The robots value for the name attribute of the <meta> element defines the crawl behavior that cooperative crawlers (or "robots") should use with the page. If specified, you define crawl directives using a content attribute in the <meta> element as a comma-separated list of one or more rules.

For example, to hint to crawlers that a page should be excluded from their search indexes, a noindex value can be used:

html
<meta name="robots" content="noindex" />

Note: Only cooperative robots follow these rules. A crawler still needs to access the resource to read headers and meta elements (see X-Robots-Tag: Interaction with robots.txt). If you want to prevent bandwidth consumption by crawlers, a restrictive robots.txt file is more effective than indexing rules as it blocks resources from being crawled entirely.

Usage notes

A <meta name="robots"> element can have the following additional attributes:

content

The content attribute must be defined, and its value sets indexing and crawling behavior for cooperative search engine robots. Accepts one or more of the following keywords as a comma-separated list:

index

Allows the robot to index the page. This is the default behavior. Used by all major crawlers.

noindex

Requests the robot not to index the page. Used by all major crawlers.

follow

Allows the robot to follow links on the page. This is the default behavior. Used by all major crawlers.

nofollow

Requests the robot not to follow the links on the page. Used by all major crawlers.

all

Equivalent to index, follow. Used by: Google.

none

Equivalent to noindex, nofollow. Used by: Google.

noarchive

Requests that the search engine not cache the page content. Used by: Google, Yahoo, Bing.

nosnippet

Prevents displaying any description of the page in search engine results. Used by: Google, Bing.

noimageindex

Requests that this page not appear as the referring page of an indexed image. Used by: Google.

nocache

Synonym of noarchive. Used by: Bing.

Description

There are several important considerations to note when setting a robots meta value:

  • Only cooperative robots follow these rules. They won't prevent malicious actors like email harvesters from ignoring the directives.
  • If defined in a <meta> tag, robots still need to access the page to read these rules.

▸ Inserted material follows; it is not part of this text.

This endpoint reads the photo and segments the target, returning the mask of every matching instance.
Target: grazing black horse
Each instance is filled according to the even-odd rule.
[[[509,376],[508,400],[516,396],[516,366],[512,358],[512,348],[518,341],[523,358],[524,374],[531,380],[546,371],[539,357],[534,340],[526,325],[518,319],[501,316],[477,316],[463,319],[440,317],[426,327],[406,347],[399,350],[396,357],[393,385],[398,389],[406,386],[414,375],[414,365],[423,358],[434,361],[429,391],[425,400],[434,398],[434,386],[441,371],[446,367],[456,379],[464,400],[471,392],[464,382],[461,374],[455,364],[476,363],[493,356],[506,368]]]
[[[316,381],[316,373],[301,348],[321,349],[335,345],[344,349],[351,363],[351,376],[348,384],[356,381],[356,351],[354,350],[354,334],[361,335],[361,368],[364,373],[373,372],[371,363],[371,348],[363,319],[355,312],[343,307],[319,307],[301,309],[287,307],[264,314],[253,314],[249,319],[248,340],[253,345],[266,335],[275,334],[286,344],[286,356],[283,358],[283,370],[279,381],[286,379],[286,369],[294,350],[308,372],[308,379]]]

To reduce bandwidth, consider using a robots.txt file instead.
  • The <meta name="robots"> tag and robots.txt serve different roles: robots.txt controls crawling, while the robots meta tag influences indexing and other behavior.
  • A page blocked by robots.txt may still be indexed if linked from other sources.
  • The noindex directive will only take effect after the robot revisits the page, so ensure robots.txt doesn't prevent this.
  • Some values, such as index vs. noindex or follow vs. nofollow, are mutually exclusive. Behavior is undefined when conflicting values are used.
  • Robots like Google, Yahoo, and Bing also support these directives in the HTTP header X-Robots-Tag, which is useful for non-HTML content such as PDFs or images.

Examples

Using a robots keyword

The following example uses nofollow to request that a crawler doesn't follow links on a page and noindex to request that the page is excluded from indexing:

html
<meta name="robots" content="nofollow, noindex" />

Specifications

While not part of any specification, it is a de-facto standard method for communicating with search bots, web crawlers, and similar user agents.

Browser compatibility

This feature is intended for crawlers to observe, so "browser" compatibility doesn't apply.